Ultrathin ZnIn2S4 Nanosheets Anchored on Ti3C2TX MXene for Photocatalytic H2 Evolution

Photocatalysts derived from semiconductor heterojunctions that harvest solar energy and catalyze reactions still suffer from low solar‐to‐hydrogen conversion efficiency. Now, MXene (Ti3C2TX) nanosheets (MNs) are used to support the in situ growth of ultrathin ZnIn2S4 nanosheets (UZNs), producing sandwich‐like hierarchical heterostructures (UZNs‐MNs‐UZNs) for efficient photocatalytic H2 evolution. Opportune lateral epitaxy of UZNs on the surface of MNs improves specific surface area, pore diameter, and hydrophilicity of the resulting materials, all of which could be beneficial to the photocatalytic activity. Owing to the Schottky junction and ultrathin 2D structures of UZNs and MNs, the heterostructures could effectively suppress photoexcited electron–hole recombination and boost photoexcited charge transfer and separation.

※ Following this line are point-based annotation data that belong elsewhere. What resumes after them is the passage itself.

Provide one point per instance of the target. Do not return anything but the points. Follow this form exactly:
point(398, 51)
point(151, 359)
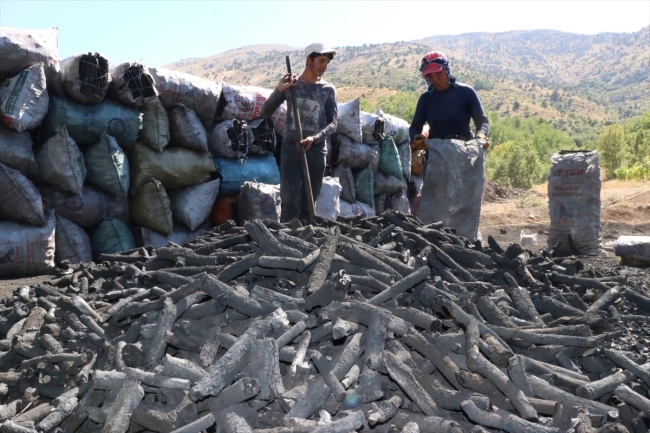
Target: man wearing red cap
point(316, 100)
point(447, 106)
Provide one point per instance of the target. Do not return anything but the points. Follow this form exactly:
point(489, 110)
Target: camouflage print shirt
point(317, 110)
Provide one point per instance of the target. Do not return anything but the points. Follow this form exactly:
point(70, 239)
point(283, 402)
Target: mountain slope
point(558, 76)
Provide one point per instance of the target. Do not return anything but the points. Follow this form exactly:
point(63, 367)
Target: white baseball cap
point(318, 47)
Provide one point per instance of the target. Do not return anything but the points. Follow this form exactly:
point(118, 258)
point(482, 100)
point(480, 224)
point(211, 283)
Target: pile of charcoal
point(384, 324)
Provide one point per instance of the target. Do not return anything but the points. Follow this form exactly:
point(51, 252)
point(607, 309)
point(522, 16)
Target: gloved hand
point(418, 142)
point(482, 136)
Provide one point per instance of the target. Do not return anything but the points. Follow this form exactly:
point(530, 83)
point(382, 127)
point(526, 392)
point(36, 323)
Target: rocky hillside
point(562, 77)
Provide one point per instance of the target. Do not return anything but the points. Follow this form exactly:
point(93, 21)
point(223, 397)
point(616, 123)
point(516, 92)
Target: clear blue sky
point(161, 32)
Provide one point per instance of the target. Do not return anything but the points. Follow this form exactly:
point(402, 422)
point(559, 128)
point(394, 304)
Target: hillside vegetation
point(544, 90)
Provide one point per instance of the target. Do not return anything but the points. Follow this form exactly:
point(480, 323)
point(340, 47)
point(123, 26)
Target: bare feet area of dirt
point(625, 210)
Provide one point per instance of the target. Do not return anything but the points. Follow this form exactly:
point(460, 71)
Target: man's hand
point(418, 142)
point(307, 142)
point(286, 82)
point(482, 136)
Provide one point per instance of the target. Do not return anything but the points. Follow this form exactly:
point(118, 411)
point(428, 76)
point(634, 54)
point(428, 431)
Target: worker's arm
point(278, 96)
point(481, 122)
point(419, 119)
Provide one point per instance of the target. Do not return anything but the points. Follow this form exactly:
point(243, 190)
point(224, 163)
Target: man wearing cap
point(447, 106)
point(316, 100)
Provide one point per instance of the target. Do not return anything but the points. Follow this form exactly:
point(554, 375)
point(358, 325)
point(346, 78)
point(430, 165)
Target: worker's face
point(318, 66)
point(439, 80)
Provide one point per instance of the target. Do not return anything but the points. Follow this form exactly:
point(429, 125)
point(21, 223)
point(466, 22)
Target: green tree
point(611, 148)
point(513, 164)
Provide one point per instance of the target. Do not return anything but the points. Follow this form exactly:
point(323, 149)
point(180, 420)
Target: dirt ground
point(625, 211)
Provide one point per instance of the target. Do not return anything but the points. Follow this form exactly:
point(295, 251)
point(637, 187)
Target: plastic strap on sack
point(93, 74)
point(140, 84)
point(378, 133)
point(265, 135)
point(239, 140)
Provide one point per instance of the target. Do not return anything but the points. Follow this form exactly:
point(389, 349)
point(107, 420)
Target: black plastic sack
point(132, 84)
point(85, 77)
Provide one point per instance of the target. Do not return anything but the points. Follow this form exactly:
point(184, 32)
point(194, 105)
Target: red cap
point(431, 68)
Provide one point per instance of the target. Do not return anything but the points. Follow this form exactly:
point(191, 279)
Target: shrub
point(514, 164)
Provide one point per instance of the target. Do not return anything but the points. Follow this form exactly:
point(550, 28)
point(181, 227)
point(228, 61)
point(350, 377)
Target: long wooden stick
point(303, 156)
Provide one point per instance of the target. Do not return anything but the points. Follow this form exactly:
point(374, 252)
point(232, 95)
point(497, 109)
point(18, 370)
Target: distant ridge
point(547, 73)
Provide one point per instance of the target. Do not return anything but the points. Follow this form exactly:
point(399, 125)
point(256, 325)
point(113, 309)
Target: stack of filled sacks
point(121, 154)
point(30, 63)
point(371, 158)
point(243, 146)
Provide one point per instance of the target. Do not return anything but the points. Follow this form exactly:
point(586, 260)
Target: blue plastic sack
point(112, 236)
point(85, 123)
point(257, 168)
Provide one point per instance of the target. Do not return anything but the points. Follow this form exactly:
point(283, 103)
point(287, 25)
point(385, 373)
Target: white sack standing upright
point(574, 202)
point(328, 204)
point(453, 185)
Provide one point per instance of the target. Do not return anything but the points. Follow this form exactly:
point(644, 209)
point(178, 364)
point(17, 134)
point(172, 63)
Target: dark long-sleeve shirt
point(448, 113)
point(317, 110)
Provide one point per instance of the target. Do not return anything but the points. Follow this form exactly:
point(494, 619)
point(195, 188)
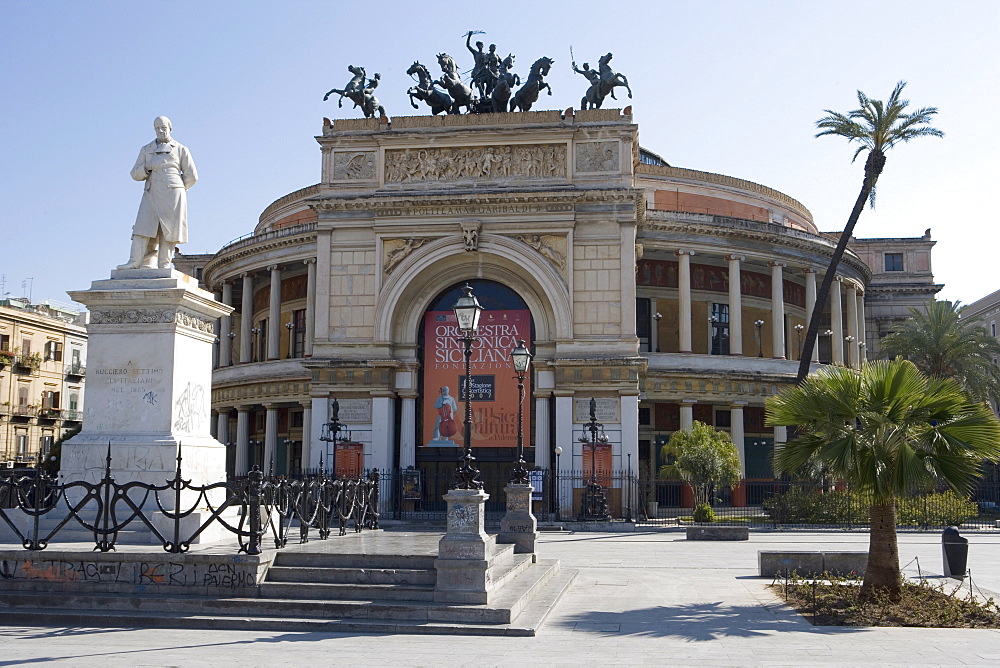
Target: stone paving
point(641, 598)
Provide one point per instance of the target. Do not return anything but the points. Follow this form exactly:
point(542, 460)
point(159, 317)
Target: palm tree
point(942, 344)
point(877, 127)
point(886, 430)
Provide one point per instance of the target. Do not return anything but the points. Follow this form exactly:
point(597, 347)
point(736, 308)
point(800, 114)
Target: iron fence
point(37, 508)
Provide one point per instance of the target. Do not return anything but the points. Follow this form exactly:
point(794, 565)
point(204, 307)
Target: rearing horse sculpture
point(527, 94)
point(425, 90)
point(609, 80)
point(462, 94)
point(506, 81)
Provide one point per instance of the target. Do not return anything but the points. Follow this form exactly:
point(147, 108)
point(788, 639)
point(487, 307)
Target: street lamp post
point(290, 326)
point(595, 503)
point(521, 358)
point(467, 311)
point(331, 432)
point(555, 483)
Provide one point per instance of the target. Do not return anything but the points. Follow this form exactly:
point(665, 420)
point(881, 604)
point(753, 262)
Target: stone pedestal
point(149, 381)
point(519, 525)
point(464, 552)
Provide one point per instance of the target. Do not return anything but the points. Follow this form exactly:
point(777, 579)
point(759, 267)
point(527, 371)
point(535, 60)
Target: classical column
point(684, 299)
point(862, 328)
point(274, 314)
point(777, 309)
point(226, 343)
point(306, 435)
point(654, 334)
point(810, 305)
point(738, 434)
point(687, 413)
point(852, 326)
point(836, 322)
point(246, 320)
point(408, 432)
point(310, 304)
point(270, 439)
point(383, 441)
point(567, 461)
point(222, 426)
point(242, 440)
point(735, 305)
point(543, 447)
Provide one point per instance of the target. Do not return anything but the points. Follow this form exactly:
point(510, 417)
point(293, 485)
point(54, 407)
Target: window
point(719, 329)
point(644, 415)
point(643, 323)
point(298, 342)
point(53, 351)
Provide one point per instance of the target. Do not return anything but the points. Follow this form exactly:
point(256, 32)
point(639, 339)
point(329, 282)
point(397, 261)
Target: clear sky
point(732, 87)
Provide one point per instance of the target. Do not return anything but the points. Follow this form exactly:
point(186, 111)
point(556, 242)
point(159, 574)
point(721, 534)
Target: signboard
point(608, 410)
point(350, 462)
point(603, 460)
point(355, 411)
point(493, 387)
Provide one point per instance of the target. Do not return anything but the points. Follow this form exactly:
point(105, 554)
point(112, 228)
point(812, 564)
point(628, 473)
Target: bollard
point(955, 550)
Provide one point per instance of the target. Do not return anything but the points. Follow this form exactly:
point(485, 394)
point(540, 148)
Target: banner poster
point(494, 385)
point(603, 459)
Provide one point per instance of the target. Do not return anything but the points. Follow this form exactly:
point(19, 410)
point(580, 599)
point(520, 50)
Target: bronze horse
point(527, 94)
point(504, 85)
point(604, 86)
point(426, 90)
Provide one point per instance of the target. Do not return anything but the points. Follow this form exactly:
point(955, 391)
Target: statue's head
point(162, 127)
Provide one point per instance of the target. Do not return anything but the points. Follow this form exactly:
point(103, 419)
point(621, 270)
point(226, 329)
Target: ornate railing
point(252, 509)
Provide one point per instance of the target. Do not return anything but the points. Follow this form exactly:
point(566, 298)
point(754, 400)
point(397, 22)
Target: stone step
point(57, 618)
point(340, 592)
point(529, 595)
point(344, 560)
point(357, 576)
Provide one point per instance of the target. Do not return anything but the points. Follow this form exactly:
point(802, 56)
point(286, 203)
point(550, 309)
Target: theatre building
point(666, 294)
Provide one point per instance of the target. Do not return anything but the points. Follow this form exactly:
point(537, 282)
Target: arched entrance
point(441, 385)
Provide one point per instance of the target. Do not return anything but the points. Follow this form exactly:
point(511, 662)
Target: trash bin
point(956, 553)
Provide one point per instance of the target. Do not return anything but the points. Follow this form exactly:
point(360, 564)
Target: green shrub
point(703, 513)
point(810, 506)
point(938, 509)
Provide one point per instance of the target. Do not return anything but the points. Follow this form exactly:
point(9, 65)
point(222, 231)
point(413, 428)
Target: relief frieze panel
point(489, 163)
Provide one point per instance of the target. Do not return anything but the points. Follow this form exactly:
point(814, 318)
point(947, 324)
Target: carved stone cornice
point(183, 318)
point(479, 203)
point(736, 231)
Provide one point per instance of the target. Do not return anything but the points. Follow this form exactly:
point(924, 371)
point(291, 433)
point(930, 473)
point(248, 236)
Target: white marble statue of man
point(168, 170)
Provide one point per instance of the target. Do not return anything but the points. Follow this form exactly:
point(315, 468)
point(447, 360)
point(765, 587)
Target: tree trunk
point(873, 168)
point(882, 575)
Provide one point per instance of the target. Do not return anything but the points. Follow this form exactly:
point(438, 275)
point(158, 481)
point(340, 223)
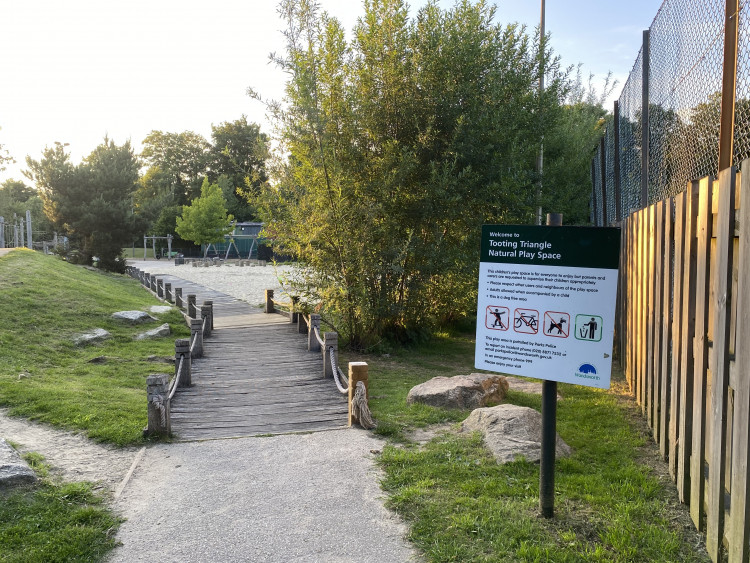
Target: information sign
point(547, 302)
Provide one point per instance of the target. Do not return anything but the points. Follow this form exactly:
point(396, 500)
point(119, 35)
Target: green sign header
point(579, 247)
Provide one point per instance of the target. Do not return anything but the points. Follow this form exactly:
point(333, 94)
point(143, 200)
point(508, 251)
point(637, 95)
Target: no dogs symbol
point(556, 324)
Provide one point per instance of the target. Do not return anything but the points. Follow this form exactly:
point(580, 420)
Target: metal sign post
point(546, 307)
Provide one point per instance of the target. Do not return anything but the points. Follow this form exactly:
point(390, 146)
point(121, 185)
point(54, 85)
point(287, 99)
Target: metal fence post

The heterostructure photocatalyst exhibits improved photocatalytic H2 evolution performance (6.6 times higher than pristine ZnIn2S4) and excellent stability. MXene nanosheets are used to support the in situ growth of ultrathin ZnIn2S4. The obtained sandwich‐like hierarchical heterostructure could effectively suppress photoexcited electron–hole recombination and boost photoexcited charge transfer and separation, exhibiting efficient photocatalytic H2 evolution performance and excellent stability.